Giovedì 30 luglio, alle ore 21.00, il Lanificio f.lli Botto di Miagliano ospiterà la proiezione del docufilm "Masche, le streghe di Levone", realizzato nell'ambito del progetto Sui passi delle Streghe di Levone.
L'appuntamento propone un viaggio tra storia, tradizioni e memoria popolare, raccontando le vicende delle masche, figure che appartengono all'immaginario piemontese ma che affondano le proprie radici in fatti realmente accaduti. Attraverso testimonianze, ricostruzioni storiche e suggestioni del territorio, il documentario restituisce dignità e voce alle donne che, tra Quattrocento e Cinquecento, furono accusate di stregoneria e condannate.
Alla serata saranno presenti anche i rappresentanti dell'Amministrazione comunale di Levone (TO), che illustreranno il progetto e il percorso di valorizzazione culturale da cui nasce il docufilm.

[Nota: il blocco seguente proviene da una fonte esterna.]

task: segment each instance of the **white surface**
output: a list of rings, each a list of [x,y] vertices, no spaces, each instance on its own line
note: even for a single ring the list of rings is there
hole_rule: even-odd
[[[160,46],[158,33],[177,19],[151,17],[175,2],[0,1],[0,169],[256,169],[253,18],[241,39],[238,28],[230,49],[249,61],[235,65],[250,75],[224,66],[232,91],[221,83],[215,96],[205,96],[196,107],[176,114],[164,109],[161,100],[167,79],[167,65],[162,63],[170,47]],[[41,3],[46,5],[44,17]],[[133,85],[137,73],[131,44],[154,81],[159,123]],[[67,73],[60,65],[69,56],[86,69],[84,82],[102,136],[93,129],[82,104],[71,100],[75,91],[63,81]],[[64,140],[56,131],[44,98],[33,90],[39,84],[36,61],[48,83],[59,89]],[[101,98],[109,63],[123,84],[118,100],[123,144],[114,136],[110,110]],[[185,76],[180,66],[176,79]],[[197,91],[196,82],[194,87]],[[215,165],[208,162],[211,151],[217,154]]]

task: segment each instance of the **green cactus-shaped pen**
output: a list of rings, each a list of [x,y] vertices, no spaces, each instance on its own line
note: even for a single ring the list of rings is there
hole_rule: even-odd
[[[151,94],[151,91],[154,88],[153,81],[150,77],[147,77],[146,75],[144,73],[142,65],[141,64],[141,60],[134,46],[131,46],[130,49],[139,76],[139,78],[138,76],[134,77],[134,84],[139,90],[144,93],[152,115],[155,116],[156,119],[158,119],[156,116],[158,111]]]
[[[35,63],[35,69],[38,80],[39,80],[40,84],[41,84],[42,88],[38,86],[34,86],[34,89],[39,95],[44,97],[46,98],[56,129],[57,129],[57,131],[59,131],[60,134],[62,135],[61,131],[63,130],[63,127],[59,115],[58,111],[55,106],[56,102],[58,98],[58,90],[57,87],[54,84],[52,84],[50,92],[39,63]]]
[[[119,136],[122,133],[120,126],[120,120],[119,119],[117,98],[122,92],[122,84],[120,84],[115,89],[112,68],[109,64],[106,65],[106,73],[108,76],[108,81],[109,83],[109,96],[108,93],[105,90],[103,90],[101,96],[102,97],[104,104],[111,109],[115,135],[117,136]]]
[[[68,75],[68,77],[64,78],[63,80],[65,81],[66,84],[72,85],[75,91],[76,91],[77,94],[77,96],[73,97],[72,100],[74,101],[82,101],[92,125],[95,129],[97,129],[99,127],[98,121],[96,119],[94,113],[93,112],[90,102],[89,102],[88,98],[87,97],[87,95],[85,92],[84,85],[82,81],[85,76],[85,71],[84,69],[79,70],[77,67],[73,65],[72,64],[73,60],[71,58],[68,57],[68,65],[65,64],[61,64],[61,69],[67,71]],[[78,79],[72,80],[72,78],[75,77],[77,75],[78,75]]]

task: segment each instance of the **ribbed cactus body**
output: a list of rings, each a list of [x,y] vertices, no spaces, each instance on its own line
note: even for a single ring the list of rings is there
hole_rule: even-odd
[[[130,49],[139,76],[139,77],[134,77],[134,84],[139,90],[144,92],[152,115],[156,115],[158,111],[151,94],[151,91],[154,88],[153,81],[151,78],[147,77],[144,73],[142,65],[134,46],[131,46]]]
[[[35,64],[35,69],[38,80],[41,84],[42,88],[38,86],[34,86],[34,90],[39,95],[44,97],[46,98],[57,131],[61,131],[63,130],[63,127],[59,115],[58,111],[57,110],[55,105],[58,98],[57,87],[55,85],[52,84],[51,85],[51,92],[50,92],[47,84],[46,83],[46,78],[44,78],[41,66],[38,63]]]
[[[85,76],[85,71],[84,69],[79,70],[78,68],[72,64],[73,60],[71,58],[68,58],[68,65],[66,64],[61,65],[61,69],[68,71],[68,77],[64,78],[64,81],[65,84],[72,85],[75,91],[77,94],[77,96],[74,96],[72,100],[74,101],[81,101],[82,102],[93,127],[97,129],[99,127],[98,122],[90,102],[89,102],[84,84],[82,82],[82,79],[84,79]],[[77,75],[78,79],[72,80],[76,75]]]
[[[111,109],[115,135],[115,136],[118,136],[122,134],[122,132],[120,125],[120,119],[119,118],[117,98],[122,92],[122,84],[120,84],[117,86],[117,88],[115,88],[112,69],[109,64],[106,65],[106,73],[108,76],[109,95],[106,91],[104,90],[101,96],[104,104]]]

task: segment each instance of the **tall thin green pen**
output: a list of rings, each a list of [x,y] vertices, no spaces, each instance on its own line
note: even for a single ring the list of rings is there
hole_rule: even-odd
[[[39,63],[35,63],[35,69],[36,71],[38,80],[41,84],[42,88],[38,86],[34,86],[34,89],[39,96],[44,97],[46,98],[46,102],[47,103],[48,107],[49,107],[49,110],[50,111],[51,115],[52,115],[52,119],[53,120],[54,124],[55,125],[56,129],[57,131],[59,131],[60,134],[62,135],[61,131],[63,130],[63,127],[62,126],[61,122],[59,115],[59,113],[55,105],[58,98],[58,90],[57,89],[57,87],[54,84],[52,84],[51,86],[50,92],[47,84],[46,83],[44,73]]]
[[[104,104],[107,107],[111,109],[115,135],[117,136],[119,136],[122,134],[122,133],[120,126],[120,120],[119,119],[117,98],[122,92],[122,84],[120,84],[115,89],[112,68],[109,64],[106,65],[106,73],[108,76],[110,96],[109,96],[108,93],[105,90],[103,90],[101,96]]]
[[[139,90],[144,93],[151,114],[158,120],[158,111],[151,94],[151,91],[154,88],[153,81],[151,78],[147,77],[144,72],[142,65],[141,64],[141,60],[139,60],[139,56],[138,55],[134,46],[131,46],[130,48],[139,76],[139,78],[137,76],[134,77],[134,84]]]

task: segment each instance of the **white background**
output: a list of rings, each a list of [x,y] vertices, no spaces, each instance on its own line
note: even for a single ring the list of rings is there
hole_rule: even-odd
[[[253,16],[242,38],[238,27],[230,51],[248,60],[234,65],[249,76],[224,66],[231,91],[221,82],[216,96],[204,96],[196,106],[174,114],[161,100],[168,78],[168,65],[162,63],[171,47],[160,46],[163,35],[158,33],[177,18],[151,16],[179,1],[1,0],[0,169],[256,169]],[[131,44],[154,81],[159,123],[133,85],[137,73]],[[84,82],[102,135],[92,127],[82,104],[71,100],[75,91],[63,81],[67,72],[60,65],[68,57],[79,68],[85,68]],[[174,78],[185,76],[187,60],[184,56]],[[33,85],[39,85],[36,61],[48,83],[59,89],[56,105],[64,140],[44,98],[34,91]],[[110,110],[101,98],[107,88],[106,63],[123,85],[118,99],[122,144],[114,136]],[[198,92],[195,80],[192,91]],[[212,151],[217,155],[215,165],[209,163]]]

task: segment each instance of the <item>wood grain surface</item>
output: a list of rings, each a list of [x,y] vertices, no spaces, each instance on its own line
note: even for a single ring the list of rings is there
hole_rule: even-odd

L'incontro sarà inoltre l'occasione per raccontare il progetto che unisce Levone, Miagliano, Rifreddo, Saint-Denis e Triora, cinque Comuni che hanno sottoscritto un protocollo di collaborazione per valorizzare un patrimonio storico e antropologico comune. Sebbene lontani geograficamente, questi territori condividono una memoria spesso dimenticata: quella dei processi per stregoneria che tra il XV e il XVI secolo portarono alla persecuzione e alla condanna di giovani donne, oggi riscoperte come simbolo di una riflessione sulla storia, sulla giustizia e sulla condizione femminile.
Il legame tra Levone e Miagliano è particolarmente significativo. Se il docufilm ripercorre la tragica vicenda delle donne levonesi accusate di essere masche, a Miagliano la memoria conduce alla storia di Giovanna De Monduro, arsa viva nel 1471 con l'accusa di stregoneria. Due racconti che appartengono a territori diversi ma che parlano della stessa pagina di storia, oggi al centro di un percorso condiviso di ricerca, divulgazione e valorizzazione culturale.
La proiezione rappresenta anche l'ideale anteprima dello spettacolo itinerante "Il Paese delle Streghe", a cura di Storie di Piazza APS, in programma sabato 1 e domenica 2 agosto a Miagliano. Attraverso il linguaggio del teatro, lo spettacolo riporterà in scena la vicenda di Giovanna De Monduro, proseguendo il racconto iniziato con il docufilm e invitando il pubblico a riflettere su una storia che appartiene all'identità del territorio.